First Method: vec routine: $\operatorname{Tr}(A' X) = vec(A)' vec(X)$, so that $d(\operatorname{Tr}(A'X)) = vec(A)' dvec(X)$, and therefore the derivative is $vec(A)'$.
Second Method: element-wise :
$$\frac{\partial \operatorname{Tr}(A^{T}X)}{\partial Xij}% =\operatorname{Tr}(A^{T}E_{ij})=\operatorname{Tr}(e_{j}^{T}A^{T}e_{i})=A_{ij}$$
And therefore the derivative is $A$.
The first method is following the idea by Steven W. Nydick in this material.
And the Second one is introduced in 'Kronecker product and its application'.
Why these two methods give me different answers? Which one is correct?
ps: I guess I am little bit confused by how the first method is transforming the matrix derivative to vector derivative. Steven's material says that the matrix derivative of $f(X)$ w.r.t $X$ is equal to the derivative of $vec(f(X))$ w.r.t $vec(X)$.
Thanks.
P.s. Thanks to the help of user1551, I see that it is a layout transform issue. But I could not see how the transform is between $d(f(X))/d(X)$ and $d(vec(f(X))/d(vec(X))$, if $f$ returns a matrix.

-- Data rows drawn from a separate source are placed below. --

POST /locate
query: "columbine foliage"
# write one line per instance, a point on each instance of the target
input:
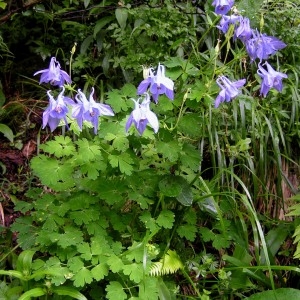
(118, 210)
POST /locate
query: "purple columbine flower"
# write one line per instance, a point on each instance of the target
(54, 75)
(270, 78)
(142, 115)
(262, 46)
(222, 7)
(243, 31)
(226, 21)
(89, 110)
(57, 110)
(229, 89)
(159, 84)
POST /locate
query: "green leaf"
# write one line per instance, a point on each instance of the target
(68, 291)
(169, 150)
(36, 292)
(115, 291)
(135, 271)
(150, 223)
(172, 186)
(12, 273)
(72, 236)
(117, 101)
(191, 124)
(53, 173)
(8, 133)
(82, 277)
(100, 271)
(186, 195)
(24, 262)
(123, 161)
(190, 157)
(75, 263)
(61, 146)
(188, 231)
(274, 239)
(279, 294)
(115, 263)
(120, 143)
(166, 219)
(122, 15)
(206, 234)
(87, 150)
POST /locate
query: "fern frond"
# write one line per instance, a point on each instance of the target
(168, 264)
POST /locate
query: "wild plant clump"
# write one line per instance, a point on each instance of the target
(166, 173)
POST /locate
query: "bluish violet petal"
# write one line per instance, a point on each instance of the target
(69, 101)
(143, 86)
(170, 94)
(220, 98)
(264, 89)
(274, 73)
(77, 113)
(239, 83)
(157, 89)
(129, 122)
(105, 109)
(278, 84)
(141, 126)
(65, 76)
(137, 114)
(53, 123)
(153, 121)
(168, 83)
(46, 115)
(155, 98)
(95, 122)
(251, 49)
(244, 32)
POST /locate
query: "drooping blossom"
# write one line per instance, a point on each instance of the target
(142, 115)
(57, 110)
(270, 78)
(262, 46)
(229, 89)
(243, 31)
(159, 84)
(89, 110)
(54, 75)
(226, 21)
(222, 7)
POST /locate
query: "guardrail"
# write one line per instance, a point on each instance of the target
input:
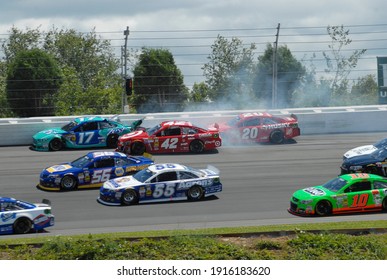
(324, 120)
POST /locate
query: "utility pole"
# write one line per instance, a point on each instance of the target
(274, 100)
(125, 108)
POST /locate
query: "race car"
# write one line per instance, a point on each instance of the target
(366, 149)
(170, 137)
(161, 182)
(375, 163)
(84, 132)
(91, 170)
(350, 193)
(17, 216)
(258, 127)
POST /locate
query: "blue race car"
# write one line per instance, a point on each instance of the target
(85, 132)
(91, 170)
(17, 216)
(161, 182)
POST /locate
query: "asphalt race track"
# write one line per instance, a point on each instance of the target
(258, 181)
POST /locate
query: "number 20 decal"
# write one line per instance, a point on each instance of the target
(250, 133)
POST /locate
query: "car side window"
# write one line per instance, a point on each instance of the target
(380, 185)
(358, 187)
(164, 177)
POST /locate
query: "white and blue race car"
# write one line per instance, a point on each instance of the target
(161, 182)
(17, 216)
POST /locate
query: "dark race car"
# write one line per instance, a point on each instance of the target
(85, 132)
(91, 170)
(375, 163)
(258, 127)
(170, 137)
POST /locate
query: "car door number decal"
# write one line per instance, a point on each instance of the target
(170, 143)
(250, 133)
(85, 137)
(360, 200)
(165, 190)
(101, 175)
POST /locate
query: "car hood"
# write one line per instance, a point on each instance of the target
(49, 132)
(121, 182)
(362, 150)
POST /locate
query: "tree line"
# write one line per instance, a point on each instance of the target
(64, 72)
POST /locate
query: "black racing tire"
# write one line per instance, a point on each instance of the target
(384, 205)
(137, 148)
(129, 197)
(195, 193)
(68, 183)
(22, 226)
(55, 144)
(111, 141)
(323, 208)
(196, 146)
(276, 137)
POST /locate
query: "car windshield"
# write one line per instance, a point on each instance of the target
(69, 126)
(143, 175)
(381, 143)
(380, 154)
(152, 130)
(82, 162)
(335, 184)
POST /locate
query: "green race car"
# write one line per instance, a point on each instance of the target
(84, 132)
(350, 193)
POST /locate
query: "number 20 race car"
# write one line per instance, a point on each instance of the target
(17, 216)
(161, 182)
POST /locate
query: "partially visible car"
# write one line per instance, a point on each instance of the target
(83, 132)
(375, 163)
(161, 182)
(350, 193)
(258, 127)
(91, 170)
(17, 216)
(366, 149)
(170, 137)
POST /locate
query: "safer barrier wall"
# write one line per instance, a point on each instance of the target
(19, 131)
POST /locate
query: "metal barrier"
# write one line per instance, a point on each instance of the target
(325, 120)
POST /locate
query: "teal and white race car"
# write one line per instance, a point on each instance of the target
(84, 132)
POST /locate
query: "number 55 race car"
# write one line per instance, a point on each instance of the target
(161, 182)
(17, 216)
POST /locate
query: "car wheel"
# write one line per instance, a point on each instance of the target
(137, 148)
(323, 208)
(129, 197)
(111, 141)
(276, 137)
(384, 204)
(196, 146)
(68, 183)
(195, 193)
(55, 145)
(22, 225)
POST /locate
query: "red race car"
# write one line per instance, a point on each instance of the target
(170, 137)
(259, 127)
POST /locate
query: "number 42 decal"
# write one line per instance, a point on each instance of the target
(170, 143)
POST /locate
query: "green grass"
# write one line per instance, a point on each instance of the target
(289, 242)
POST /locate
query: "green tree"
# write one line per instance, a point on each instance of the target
(290, 73)
(33, 81)
(229, 72)
(158, 83)
(338, 66)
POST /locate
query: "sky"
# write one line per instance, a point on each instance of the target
(189, 28)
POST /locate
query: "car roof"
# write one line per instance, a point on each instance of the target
(157, 168)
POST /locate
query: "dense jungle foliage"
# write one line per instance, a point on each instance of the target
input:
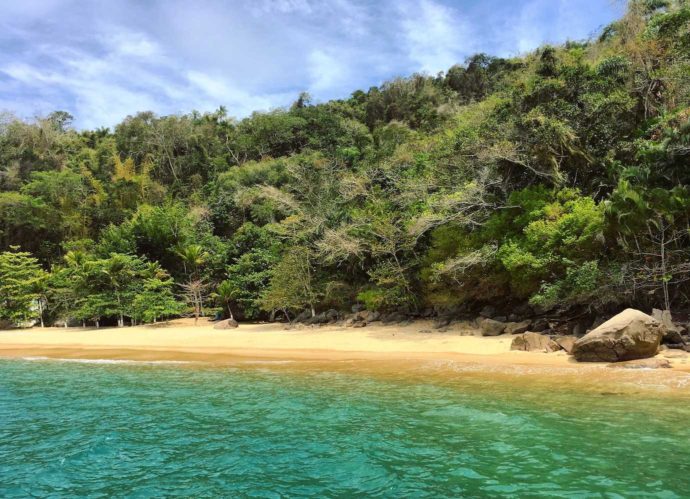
(559, 179)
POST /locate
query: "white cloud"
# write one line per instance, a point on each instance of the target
(435, 35)
(104, 60)
(326, 71)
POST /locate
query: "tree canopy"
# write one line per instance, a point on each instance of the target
(559, 178)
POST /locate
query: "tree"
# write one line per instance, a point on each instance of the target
(194, 291)
(21, 287)
(225, 294)
(156, 300)
(292, 284)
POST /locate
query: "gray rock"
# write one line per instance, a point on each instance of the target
(629, 335)
(566, 343)
(643, 364)
(393, 317)
(517, 327)
(303, 316)
(534, 342)
(488, 312)
(539, 325)
(226, 324)
(442, 322)
(491, 327)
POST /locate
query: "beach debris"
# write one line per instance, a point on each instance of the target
(629, 335)
(517, 327)
(492, 327)
(534, 342)
(643, 364)
(226, 324)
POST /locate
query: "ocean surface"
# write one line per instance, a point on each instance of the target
(119, 429)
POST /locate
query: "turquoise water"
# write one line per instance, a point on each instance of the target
(261, 430)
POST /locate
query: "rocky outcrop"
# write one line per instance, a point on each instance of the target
(534, 342)
(517, 327)
(491, 327)
(629, 335)
(566, 343)
(226, 324)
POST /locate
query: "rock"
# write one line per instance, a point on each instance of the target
(578, 329)
(488, 312)
(427, 312)
(675, 354)
(491, 327)
(442, 322)
(393, 317)
(664, 316)
(303, 316)
(226, 324)
(534, 342)
(643, 364)
(598, 321)
(517, 327)
(540, 325)
(368, 316)
(629, 335)
(317, 319)
(566, 343)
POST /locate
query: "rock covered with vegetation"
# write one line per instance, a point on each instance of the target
(557, 179)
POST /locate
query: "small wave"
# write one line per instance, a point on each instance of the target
(108, 361)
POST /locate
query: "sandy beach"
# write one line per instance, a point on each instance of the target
(182, 340)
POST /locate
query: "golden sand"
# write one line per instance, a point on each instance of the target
(182, 340)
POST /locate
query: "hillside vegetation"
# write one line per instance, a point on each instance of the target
(558, 179)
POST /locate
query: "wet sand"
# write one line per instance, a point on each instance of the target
(182, 340)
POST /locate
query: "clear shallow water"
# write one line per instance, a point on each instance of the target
(263, 430)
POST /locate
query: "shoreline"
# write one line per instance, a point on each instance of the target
(182, 340)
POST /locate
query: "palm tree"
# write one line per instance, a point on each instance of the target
(193, 256)
(225, 293)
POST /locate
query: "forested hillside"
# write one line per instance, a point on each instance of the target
(558, 179)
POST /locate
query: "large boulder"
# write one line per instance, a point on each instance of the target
(517, 327)
(566, 343)
(226, 324)
(303, 316)
(491, 327)
(488, 312)
(629, 335)
(534, 342)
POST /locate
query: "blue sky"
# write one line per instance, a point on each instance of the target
(104, 59)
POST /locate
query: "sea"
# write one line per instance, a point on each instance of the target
(273, 429)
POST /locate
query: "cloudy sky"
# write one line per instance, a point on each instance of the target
(102, 60)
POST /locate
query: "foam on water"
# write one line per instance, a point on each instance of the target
(107, 361)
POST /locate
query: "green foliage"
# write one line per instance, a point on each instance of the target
(22, 283)
(500, 179)
(156, 300)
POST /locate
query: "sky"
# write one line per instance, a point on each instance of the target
(102, 60)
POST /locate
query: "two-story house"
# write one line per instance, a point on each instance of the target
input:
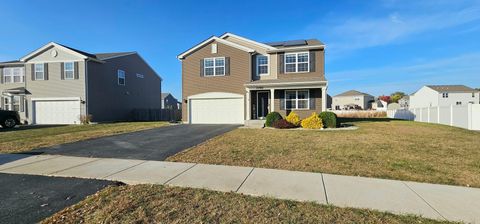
(231, 79)
(56, 84)
(444, 95)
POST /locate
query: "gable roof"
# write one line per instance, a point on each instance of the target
(451, 88)
(214, 38)
(353, 93)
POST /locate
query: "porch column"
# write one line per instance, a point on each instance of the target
(272, 100)
(324, 98)
(249, 117)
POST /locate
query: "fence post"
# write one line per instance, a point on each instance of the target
(438, 114)
(451, 115)
(428, 114)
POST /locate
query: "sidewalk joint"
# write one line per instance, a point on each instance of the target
(245, 179)
(166, 182)
(423, 199)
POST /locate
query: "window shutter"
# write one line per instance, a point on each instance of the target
(282, 100)
(312, 61)
(32, 71)
(202, 70)
(75, 70)
(227, 65)
(62, 71)
(312, 99)
(45, 71)
(281, 63)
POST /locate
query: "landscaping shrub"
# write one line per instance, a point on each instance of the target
(283, 124)
(272, 117)
(329, 119)
(312, 122)
(293, 118)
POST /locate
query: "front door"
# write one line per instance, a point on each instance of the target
(262, 102)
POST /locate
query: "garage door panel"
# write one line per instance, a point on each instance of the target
(217, 111)
(56, 112)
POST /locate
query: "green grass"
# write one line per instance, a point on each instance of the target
(382, 148)
(27, 138)
(158, 204)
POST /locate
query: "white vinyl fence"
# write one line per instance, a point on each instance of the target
(463, 116)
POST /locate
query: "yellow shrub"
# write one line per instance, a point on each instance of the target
(312, 122)
(293, 118)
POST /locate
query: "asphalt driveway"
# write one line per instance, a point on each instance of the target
(153, 144)
(30, 199)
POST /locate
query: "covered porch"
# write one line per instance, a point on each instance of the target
(283, 96)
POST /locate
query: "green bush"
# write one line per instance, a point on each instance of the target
(329, 119)
(272, 117)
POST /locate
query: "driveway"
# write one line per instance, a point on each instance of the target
(30, 199)
(153, 144)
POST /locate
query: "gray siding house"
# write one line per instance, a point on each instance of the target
(56, 84)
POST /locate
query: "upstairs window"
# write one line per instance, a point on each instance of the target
(121, 77)
(39, 72)
(69, 70)
(297, 62)
(262, 65)
(13, 75)
(297, 99)
(214, 66)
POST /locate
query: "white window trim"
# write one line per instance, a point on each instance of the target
(296, 62)
(12, 75)
(296, 99)
(214, 67)
(65, 70)
(268, 65)
(124, 77)
(43, 72)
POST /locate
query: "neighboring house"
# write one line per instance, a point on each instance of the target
(230, 79)
(56, 84)
(443, 95)
(352, 100)
(169, 102)
(404, 102)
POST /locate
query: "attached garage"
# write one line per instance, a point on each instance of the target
(56, 110)
(216, 108)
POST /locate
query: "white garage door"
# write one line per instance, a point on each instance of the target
(217, 110)
(56, 111)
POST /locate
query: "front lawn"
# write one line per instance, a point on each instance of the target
(382, 148)
(27, 138)
(158, 204)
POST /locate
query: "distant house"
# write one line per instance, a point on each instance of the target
(352, 100)
(404, 102)
(444, 95)
(169, 101)
(56, 84)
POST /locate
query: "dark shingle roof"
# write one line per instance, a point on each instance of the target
(451, 88)
(353, 93)
(294, 43)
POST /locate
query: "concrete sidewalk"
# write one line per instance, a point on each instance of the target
(401, 197)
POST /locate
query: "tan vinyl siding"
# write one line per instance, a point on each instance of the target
(193, 83)
(108, 101)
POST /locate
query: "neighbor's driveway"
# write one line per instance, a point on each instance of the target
(153, 144)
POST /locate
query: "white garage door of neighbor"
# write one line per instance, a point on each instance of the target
(217, 111)
(57, 112)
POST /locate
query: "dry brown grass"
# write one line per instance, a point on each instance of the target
(28, 138)
(362, 114)
(157, 204)
(400, 150)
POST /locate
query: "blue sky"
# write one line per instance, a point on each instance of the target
(373, 46)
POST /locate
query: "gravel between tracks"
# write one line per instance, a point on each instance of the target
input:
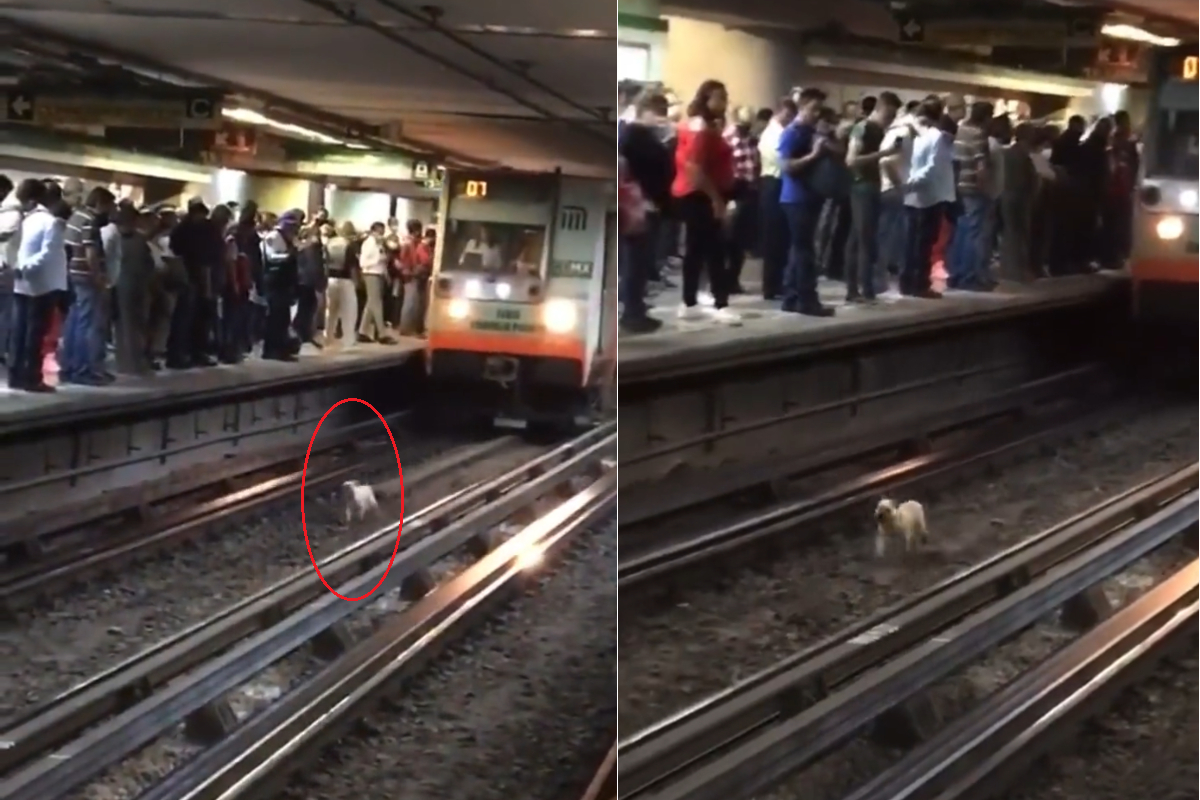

Both are correct. They only differ in the layout of the derivative. In the first method, you group the partial derivatives into a vector; in the second one, you group them into a matrix. When people do usual multivariate calculus, they tend to use the first form; when they do matrix calculus, they tend to adopt the second form.